Zusammenfassung
Bei Projekten der Tiefen Geothermie und in Erschließungskonzepten für zugeteilte Erlaubnisfelder spielen geologische
und geophysikalische Untersuchungen eine wesentliche Rolle. Ausgehend vom Konzept der geothermischen Energie als
Lagerstätte, die mit Tiefbohrungen im Rahmen einer hydrothermalen oder petrothermalen (EGS, hot dry
rock) Geothermie zu erschließen ist, werden die wichtigsten geologischen und geophysikalischen Grundlagen mit
vielfachem Bezug zu analogen Szenarien in der Kohlenwasserstoff‐Exploration zusammengestellt. Die Situation in Deutschland
steht dabei im Fokus.
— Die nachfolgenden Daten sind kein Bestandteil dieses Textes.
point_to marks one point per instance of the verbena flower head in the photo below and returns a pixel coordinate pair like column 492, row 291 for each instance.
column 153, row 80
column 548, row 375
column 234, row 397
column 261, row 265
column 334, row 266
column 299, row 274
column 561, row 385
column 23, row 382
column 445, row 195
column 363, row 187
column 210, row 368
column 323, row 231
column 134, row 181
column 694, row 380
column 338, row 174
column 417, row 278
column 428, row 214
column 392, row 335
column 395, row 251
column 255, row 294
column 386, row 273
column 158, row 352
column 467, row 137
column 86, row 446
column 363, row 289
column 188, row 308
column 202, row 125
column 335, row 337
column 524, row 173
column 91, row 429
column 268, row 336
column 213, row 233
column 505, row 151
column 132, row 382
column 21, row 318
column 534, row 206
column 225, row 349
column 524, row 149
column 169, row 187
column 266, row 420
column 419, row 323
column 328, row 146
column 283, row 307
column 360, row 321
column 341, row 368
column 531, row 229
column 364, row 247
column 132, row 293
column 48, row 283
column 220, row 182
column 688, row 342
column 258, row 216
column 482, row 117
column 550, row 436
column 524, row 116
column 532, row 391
Die Erörterung betrifft lithofazielle und strukturelle Gegebenheiten und betont die Bedeutung der
Untersuchung nicht nur des Reservoirs selbst sondern auch der hangenden Schichten entlang der geplanten Bohrpfade
einschließlich möglicher oberflächennaher kritischer geologischer und anthropogener Konstellationen im Bereich der
Bohransatzpunkte. Einer knappen Erläuterung der wichtigsten geophysikalischen Verfahren aus Seismik, Gravimetrie,
Geomagnetik und Geoelektrik sowie der für die geothermalen Reservoirs wichtigsten petrophysikalischen Parameter folgen
Hinweise, wie bereits existierende geophysikalische Daten für eine Projektstudie genutzt werden können. Bei der Diskussion
von Neuerkundungen für ein Erlaubnisfeld werden mit starkem Blick auf internationale Verhältnisse die Verfahren der
Refraktionsseismik, Gravimetrie, Geomagnetik und Geoelektrik als unerlässliche Ergänzungen der in Deutschland dominierenden
Reflexionsseismik gegenübergestellt und die Vorzüge insbesondere der Gravimetrie und der Tiefengeoelektrik in Form der
Magnetotellurik betont. Die Einbeziehung der standortspezifischen Geologie und Geophysik für Lösungsansätze bei der
Unterscheidung verschiedener Arten der Seismizität, sowie die Verknüpfung von Messungen in Bohrungen mit Messungen der
Oberflächengeophysik als Folgemöglichkeit einer bereits niedergebrachten Bohrung, z. B. in einer Geothermie‐Dublette,
sollten bereits in einer Projektstudie bedacht werden. Der Beitrag ist ein Plädoyer für eine größere, vielfach vermisste
Harmonie zwischen Geologie und Geophysik, was der Exploration der Tiefen Geothermie nutzen würde.